When something is a fixed asset
Any tangible item used in the business and expected to last more than 12 months — typically over the instant-asset-write-off threshold (currently $20,000 for the 2024–25 year for small businesses). Below that threshold, you can expense it outright and skip the depreciation schedule altogether.
Common fixed assets: vehicles, computers, office furniture, plant and equipment, leasehold improvements.
Adding an asset
From Accounting → Fixed Assets → New asset:
- Name and description (e.g. "Ford Ranger 2024", "MacBook Pro 16-inch")
- Purchase date and purchase cost (GST-exclusive)
- Asset account (where the cost sits — usually a sub-account of Fixed Assets)
- Depreciation method
- Effective life (in years — ATO publishes these for every common asset type)
- Business-use % (if you use the asset partially for personal — usually applies to vehicles)
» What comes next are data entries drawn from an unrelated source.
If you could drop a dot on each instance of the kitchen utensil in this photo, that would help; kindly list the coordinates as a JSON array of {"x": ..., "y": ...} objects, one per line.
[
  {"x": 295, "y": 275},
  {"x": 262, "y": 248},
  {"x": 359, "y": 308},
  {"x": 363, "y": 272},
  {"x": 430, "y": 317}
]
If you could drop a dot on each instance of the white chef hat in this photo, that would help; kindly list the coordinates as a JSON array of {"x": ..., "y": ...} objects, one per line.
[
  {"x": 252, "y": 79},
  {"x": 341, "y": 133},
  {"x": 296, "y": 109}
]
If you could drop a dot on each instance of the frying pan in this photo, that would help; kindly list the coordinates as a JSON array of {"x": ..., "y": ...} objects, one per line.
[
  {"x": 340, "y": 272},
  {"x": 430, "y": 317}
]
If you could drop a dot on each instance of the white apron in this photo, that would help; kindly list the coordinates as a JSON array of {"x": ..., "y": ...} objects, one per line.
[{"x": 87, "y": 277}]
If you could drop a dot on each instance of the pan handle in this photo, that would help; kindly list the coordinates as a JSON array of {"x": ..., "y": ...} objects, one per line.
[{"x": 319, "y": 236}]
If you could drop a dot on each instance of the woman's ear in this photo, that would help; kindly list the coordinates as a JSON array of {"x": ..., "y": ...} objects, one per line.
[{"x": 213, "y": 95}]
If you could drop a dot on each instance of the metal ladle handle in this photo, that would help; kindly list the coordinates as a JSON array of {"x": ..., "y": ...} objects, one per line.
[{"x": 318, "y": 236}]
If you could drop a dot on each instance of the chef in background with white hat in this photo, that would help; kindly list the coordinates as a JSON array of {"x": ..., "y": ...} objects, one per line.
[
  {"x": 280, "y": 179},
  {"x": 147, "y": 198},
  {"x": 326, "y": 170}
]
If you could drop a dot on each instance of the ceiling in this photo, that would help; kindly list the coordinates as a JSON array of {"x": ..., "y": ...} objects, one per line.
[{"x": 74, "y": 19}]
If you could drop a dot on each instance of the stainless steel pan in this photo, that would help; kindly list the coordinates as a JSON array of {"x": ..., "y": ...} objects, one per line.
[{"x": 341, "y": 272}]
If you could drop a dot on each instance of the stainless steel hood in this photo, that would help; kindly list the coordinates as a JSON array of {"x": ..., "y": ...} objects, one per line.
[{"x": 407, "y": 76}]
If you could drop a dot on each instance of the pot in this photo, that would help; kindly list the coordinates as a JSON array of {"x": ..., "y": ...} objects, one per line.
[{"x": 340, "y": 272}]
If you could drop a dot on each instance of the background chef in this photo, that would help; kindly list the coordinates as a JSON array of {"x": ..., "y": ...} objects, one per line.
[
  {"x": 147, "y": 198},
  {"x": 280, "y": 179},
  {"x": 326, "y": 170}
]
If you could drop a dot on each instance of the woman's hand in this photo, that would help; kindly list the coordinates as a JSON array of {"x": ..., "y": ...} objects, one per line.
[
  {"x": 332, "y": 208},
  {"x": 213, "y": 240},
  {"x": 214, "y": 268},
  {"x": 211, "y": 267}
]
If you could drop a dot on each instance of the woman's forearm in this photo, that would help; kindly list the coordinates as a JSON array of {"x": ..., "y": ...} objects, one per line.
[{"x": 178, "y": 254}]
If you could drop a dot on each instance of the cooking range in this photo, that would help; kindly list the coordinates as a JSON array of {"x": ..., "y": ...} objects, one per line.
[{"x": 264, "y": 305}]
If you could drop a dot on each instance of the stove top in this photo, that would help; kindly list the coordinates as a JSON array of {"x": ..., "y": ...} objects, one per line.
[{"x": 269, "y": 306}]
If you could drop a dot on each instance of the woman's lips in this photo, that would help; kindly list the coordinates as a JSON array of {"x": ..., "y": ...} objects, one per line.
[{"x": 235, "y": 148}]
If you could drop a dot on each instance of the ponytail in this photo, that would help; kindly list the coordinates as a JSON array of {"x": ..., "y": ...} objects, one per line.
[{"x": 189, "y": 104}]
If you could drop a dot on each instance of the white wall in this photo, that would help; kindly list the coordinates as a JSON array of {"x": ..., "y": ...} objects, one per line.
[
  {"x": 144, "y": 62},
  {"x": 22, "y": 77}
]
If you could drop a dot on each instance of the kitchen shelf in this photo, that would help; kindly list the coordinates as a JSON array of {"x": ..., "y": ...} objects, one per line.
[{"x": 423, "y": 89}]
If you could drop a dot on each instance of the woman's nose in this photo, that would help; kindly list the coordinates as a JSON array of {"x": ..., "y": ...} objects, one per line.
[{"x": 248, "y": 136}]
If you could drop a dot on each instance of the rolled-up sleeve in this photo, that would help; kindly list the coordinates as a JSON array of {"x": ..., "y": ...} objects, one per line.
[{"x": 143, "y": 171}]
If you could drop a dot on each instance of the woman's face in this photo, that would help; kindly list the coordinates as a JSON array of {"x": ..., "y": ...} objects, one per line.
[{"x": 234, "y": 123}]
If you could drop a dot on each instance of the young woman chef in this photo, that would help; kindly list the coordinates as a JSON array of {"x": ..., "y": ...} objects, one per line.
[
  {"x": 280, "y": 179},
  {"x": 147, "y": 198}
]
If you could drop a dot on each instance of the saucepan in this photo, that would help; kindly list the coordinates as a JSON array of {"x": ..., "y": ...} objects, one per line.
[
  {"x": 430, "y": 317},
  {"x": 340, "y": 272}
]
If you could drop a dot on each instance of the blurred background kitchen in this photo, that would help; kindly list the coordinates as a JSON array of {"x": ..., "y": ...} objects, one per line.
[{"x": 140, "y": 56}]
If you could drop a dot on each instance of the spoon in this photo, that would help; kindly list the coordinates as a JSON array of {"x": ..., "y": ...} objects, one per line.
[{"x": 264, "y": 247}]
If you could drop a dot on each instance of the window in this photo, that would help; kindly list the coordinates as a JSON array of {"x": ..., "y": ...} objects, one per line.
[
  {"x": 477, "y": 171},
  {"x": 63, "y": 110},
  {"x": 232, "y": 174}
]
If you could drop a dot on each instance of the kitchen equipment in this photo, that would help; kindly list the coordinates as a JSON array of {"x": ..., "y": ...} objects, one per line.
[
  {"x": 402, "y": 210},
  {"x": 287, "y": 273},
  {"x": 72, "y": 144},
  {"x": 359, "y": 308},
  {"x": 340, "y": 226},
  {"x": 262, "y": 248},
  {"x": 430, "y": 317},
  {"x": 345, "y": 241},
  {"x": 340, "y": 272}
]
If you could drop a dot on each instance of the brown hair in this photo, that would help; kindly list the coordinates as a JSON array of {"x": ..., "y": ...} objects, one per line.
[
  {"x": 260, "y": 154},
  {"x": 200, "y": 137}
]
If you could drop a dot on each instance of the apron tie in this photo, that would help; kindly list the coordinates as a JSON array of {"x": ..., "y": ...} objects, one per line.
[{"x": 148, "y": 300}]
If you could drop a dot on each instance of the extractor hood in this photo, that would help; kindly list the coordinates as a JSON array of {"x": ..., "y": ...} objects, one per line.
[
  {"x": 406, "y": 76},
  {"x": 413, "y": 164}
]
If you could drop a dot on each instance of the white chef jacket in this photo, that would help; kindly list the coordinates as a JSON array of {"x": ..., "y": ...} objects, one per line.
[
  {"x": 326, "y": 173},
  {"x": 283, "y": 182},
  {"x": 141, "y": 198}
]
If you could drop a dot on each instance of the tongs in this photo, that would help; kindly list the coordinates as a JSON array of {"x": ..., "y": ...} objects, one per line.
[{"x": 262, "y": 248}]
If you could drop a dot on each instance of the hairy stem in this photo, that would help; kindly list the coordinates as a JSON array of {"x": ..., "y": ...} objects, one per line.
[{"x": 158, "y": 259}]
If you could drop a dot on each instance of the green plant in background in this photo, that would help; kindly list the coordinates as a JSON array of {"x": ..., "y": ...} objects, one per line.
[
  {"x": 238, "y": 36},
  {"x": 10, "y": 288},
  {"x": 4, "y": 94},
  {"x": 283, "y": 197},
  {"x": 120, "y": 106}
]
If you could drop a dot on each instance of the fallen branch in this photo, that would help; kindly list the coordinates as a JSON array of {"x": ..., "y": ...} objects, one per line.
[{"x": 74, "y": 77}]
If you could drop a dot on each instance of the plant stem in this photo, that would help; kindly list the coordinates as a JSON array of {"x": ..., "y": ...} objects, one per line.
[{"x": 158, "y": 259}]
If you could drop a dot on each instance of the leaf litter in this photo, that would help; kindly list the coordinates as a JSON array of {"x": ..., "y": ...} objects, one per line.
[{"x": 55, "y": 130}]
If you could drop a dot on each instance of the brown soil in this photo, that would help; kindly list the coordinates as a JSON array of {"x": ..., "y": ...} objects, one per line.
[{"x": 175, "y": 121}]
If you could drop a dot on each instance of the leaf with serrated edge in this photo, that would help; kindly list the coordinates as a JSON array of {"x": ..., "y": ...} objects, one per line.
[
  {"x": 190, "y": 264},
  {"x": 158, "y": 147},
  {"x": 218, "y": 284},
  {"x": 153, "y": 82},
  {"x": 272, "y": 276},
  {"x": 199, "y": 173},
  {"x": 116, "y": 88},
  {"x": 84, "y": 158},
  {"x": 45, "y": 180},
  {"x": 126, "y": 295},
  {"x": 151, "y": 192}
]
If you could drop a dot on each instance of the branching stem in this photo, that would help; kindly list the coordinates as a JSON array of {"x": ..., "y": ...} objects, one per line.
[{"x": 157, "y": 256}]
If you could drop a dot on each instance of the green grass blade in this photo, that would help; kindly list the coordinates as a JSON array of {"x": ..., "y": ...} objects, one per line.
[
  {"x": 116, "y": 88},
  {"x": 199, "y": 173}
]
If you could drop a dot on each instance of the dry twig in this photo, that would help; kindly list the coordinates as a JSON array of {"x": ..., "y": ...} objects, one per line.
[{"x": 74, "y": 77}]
The four depreciation methods
- Prime cost (straight-line): cost ÷ effective life, evenly across each year. Simple, predictable.
- Diminishing value: a higher rate applied to the remaining book value each year. Front-loads the deduction.
- Pool (SBE simplified pool): assets over the threshold pooled together and depreciated as one balance. Available to small business entities.
- Immediate write-off: full cost expensed in the year of purchase (for assets under the IAWO threshold).
The choice is locked once the asset is in service for the year. You can change it for the next financial year if your circumstances change.
What posts automatically
At purchase, you record the bill as you normally would, against the asset account. The asset is then linked to that purchase from the asset detail page.
At month-end (or year-end if you prefer), the Run depreciation action on the Fixed Assets page calculates the period's depreciation across every active asset and posts the journal:
- Dr Depreciation Expense
- Cr Accumulated Depreciation (sub-account of the asset)
The asset's book value (cost minus accumulated depreciation) is visible on the asset detail page and on the Balance Sheet.
Disposing of an asset
From the asset detail page, click Dispose. You will be asked for:
- Disposal date
- Disposal proceeds (sale price, or zero for scrap)
OneBookPlus posts a balanced journal:
- Dr Bank (or AR) for the proceeds
- Dr Accumulated Depreciation to clear it
- Cr Fixed Asset to remove the original cost
- Dr or Cr Gain/Loss on Disposal for the difference
The asset disappears from the active register. If it was held longer than 12 months you may be eligible for the 50% CGT discount on any capital gain component — flagged on the disposal confirmation screen.